En proporción alarmante han desaparecido en las publicaciones dedicadas a la arquitectura las palabras belleza, inspiración, embrujo, magia, sortilegio, encantamiento y también las de serenidad, silencio, intimidad y asombro. Todas ellas han encontrado amorosa acogida en mi alma, y si estoy lejos de pretender haberles hecho plena justicia en mi obra, no por eso han dejado de ser mi faro

Luis Barragán, discurso de aceptación del premio Pritzker

Queríamos que el proyecto lo hiciera Barragán, pero no teníamos dinero, así que fuimos a su oficina a hablar con él.

Él accedió gustosamente no solamente a hacer el proyecto, sino a financiar parte de su construcción.

Nosotras no sabíamos qué estaba haciendo, confiamos completamente en él.

Hasta que una mañana de primavera, el 24 de abril de 1960 se inauguró la capilla.

 Fue para nosotras sorprendente, bellísima, muy austera, casi sin imágenes, adelantándose al Concilio Vaticano II.

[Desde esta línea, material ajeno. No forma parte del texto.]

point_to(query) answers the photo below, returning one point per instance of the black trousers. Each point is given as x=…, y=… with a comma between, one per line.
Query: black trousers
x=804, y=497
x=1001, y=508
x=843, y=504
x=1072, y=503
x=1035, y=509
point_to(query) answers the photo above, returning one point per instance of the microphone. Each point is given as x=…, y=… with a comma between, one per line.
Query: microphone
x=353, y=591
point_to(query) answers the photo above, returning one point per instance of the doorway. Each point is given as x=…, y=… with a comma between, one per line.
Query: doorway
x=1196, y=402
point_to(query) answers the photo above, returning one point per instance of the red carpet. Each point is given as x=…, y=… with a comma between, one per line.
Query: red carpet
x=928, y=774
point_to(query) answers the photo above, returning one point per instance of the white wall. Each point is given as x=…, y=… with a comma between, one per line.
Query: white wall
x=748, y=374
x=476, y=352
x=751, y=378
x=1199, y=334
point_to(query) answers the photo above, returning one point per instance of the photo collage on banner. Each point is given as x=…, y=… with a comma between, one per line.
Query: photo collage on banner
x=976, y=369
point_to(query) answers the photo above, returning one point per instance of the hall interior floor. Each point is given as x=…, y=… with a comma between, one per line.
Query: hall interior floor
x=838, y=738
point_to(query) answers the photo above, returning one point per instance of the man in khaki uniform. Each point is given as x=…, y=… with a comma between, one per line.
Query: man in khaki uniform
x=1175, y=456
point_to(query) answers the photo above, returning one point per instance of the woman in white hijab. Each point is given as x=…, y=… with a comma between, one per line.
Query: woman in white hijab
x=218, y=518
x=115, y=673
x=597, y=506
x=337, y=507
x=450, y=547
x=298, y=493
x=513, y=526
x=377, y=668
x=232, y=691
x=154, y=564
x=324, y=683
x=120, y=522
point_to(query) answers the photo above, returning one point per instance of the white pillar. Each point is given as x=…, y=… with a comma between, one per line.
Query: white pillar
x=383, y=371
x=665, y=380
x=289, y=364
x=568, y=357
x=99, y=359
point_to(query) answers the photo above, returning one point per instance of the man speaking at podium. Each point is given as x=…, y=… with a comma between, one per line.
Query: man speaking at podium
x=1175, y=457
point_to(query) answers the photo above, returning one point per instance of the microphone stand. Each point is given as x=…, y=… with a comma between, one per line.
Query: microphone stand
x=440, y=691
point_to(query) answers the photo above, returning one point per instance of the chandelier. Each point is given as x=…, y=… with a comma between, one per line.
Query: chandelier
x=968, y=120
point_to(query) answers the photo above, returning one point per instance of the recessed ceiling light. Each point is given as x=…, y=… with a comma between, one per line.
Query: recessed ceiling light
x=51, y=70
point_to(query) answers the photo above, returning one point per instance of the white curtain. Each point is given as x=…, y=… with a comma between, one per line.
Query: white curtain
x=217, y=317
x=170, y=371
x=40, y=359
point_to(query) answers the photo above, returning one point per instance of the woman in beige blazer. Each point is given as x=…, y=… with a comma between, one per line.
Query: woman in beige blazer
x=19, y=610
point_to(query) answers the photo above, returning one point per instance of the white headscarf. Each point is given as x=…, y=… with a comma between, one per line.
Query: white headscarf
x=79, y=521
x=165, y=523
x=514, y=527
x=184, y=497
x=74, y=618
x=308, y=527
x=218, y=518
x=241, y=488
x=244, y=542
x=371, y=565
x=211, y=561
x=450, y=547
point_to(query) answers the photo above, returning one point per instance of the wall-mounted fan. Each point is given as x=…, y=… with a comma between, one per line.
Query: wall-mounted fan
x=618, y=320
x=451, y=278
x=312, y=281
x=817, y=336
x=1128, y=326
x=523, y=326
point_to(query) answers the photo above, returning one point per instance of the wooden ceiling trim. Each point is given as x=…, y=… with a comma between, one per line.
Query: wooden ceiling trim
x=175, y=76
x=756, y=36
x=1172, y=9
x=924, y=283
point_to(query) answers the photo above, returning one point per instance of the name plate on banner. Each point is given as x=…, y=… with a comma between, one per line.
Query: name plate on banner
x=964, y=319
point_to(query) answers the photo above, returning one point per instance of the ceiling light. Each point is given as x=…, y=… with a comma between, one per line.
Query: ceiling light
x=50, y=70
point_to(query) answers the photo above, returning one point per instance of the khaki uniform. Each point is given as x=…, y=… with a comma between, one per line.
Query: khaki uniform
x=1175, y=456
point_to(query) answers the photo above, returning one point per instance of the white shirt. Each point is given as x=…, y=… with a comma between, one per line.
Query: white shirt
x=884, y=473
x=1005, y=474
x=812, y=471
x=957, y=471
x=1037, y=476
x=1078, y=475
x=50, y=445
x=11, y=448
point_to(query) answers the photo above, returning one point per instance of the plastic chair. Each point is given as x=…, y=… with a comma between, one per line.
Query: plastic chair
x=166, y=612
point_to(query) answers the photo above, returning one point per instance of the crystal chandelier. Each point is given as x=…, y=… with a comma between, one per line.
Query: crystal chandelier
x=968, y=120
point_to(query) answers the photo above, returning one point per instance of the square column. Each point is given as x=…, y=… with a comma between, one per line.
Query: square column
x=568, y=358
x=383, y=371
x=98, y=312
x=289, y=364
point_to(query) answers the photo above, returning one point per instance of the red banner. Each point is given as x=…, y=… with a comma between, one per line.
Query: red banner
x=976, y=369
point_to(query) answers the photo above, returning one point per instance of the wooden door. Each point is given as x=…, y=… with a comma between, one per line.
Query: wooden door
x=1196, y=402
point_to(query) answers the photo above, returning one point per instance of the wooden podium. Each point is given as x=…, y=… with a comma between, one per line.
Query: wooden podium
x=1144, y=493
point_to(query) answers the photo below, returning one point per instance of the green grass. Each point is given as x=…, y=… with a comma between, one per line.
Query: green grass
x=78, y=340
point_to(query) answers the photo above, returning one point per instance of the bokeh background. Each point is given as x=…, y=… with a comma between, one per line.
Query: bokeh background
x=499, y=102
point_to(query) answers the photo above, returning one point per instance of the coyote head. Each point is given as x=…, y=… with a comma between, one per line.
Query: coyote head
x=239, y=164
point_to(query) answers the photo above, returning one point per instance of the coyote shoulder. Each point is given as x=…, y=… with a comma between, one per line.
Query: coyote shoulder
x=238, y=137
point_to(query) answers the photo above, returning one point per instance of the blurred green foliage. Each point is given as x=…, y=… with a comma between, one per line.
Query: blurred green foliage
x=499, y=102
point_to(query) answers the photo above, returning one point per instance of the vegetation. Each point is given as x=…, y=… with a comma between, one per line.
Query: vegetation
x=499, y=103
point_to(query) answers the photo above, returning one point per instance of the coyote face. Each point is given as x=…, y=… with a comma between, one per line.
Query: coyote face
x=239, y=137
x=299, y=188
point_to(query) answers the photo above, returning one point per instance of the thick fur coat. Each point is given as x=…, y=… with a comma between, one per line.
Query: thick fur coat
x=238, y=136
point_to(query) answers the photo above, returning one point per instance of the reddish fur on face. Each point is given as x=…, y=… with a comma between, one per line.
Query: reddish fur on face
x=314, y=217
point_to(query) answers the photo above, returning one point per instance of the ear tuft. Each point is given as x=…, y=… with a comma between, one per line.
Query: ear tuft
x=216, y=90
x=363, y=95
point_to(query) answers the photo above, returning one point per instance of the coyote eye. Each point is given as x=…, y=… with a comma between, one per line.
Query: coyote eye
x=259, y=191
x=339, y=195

Hasta aquí llegó Tadao Ando comenta la religiosa y quedó maravillado por el efecto de la luz. 

Ando como Gehry y Koolhaas, han reconocido la fascinación y la influencia de esta obra y el trabajo de Barragán en sus propias obras.

El proyecto de ampliación de la Capilla y Convento de las Capuchinas Sacramentarias, inaugurada el año 1960, es obra del arquitecto mexicano Luis Barragán.

No solo accede a hacer el trabajo gratis, sino que también financia parte de su construcción. 

Durante 7 años se dilata la ejecución de la obra, el arquitecto conforma infinidad de detalles que hacen peculiar el proyecto.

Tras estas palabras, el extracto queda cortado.